Posterino’s creator, Christoph Priebe, told me:

“The Posterino postcard service is a cooperation between Zykloid Software and Swiss Post International. Actually, the mobile phone number payment system is implemented by the Swiss Post and not by me.” Plans are also afoot for adding Paypal as another payment option, he added.

Does anyone know of any apps using this kind of system? Posterino is the first I have encountered. Personally I think it’s a great idea and I’d love to see wider use of it for software payments.
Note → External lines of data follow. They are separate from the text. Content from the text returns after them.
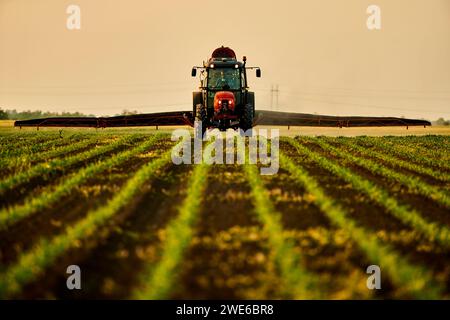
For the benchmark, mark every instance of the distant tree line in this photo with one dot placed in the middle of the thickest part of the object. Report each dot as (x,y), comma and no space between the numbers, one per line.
(28,114)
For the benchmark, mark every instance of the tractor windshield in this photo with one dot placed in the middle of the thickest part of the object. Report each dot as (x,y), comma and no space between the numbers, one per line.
(224,79)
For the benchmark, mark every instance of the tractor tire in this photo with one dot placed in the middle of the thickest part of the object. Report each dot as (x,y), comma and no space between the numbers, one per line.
(246,121)
(200,116)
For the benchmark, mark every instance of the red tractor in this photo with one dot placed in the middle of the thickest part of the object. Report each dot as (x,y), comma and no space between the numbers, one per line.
(224,100)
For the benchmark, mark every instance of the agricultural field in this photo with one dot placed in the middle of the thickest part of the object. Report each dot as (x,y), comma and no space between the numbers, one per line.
(139,226)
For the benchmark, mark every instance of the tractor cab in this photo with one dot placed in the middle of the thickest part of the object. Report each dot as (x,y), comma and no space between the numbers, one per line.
(224,100)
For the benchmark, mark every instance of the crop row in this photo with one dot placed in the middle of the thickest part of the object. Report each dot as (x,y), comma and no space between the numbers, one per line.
(33,263)
(395,162)
(52,195)
(298,283)
(407,215)
(46,168)
(413,184)
(404,151)
(411,279)
(59,148)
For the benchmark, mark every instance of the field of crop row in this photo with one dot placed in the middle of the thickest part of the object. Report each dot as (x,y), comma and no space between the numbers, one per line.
(139,226)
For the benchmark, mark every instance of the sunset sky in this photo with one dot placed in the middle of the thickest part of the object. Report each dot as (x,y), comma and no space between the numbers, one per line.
(137,54)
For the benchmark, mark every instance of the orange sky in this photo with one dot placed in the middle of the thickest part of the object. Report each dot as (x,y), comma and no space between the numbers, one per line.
(137,54)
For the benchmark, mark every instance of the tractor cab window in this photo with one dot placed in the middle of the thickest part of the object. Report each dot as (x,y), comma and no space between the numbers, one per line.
(224,79)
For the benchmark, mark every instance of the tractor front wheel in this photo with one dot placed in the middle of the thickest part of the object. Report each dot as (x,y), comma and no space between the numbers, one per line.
(246,122)
(200,125)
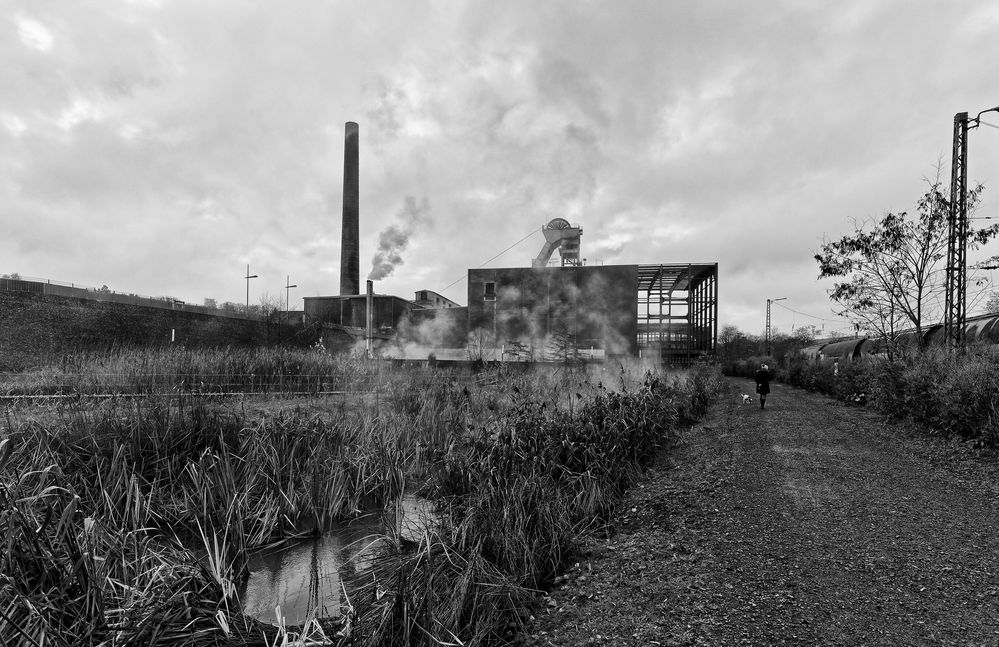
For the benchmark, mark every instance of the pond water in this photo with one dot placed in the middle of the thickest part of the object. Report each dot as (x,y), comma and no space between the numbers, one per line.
(307,577)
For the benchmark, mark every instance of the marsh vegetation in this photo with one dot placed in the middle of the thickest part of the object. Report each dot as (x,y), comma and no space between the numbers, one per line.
(133,521)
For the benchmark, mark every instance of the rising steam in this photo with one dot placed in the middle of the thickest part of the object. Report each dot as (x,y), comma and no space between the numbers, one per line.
(394,239)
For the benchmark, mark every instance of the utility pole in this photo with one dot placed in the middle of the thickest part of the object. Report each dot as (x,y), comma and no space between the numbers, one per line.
(248,277)
(956,288)
(769,301)
(287,289)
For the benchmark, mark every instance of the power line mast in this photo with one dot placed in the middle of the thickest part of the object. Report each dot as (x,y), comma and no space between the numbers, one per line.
(957,236)
(956,288)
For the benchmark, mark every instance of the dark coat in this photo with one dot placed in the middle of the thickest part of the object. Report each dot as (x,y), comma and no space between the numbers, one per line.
(762,382)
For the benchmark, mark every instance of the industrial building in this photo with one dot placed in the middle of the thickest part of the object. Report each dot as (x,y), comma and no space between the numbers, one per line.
(549,311)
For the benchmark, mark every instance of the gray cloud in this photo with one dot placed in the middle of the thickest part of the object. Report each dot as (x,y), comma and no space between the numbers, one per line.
(200,137)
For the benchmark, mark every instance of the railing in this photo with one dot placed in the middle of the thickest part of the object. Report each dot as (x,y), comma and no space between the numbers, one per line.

UPDATE: Christoph has kindly explained in much more detail how he made this system work:

In short: I do a HTTP-post to upload the (image) data to the Swiss Post server and then I’m redirected to a web page with the postcard details. I’m using WebKit, Address Book and CSS to make the integration of the Swiss Post interface seamless.

This may be a good example for the cool things you can do using WebKit and the Address Book framework clued together by JavaScript and finally some CSS to shape the whole thing.

I had to do some tricks to improve the user experience. For example, in the first version we had the “Send” button on the web page visible and just a “Close” button was placed on the right hand side at the bottom of the dialog. But the “Close” button on the dialog was easily confused with a kind of “send” action by the user. So instead of
actually sending the postcard the user closed the dialog. Now the “Send” button on HTML page is hidden to send the user focus to the “Send” button on the surrounding dialog. The “Send” button on the dialog triggers some JavaScript action to do the same thing as the invisible “Send” button on the web page.

I’m especially pleased with the seamless integration of Address Book using the JavaScript bridge: I did know from the beginning that I had to include the Address Book in this equation one way or the other, but I had no final thoughts on how to do this. For example: One idea was to use drag & drop from the Address Book, but there is no clue on the postcard details dialog that the user can do this. While I was
implementing the “Send” button hack, it struck me like lightning: A simple search field is all I need. The address edit fields already exists and I just need some JavaScript to propagate the data. Clean and simple.

I implemented the search mechanism like the search in the address book and in version 1.1.1 I added a popup menu that appears when there is more than one hit. The popup menu also shows detailed information if a person has more than one address defined in the
Address Book.

Finally I set up some CSS to shape the web page to feel like a Mac OS X dialog and not like a webpage.

The result? The whole thing looks and feels like a natural part of the application.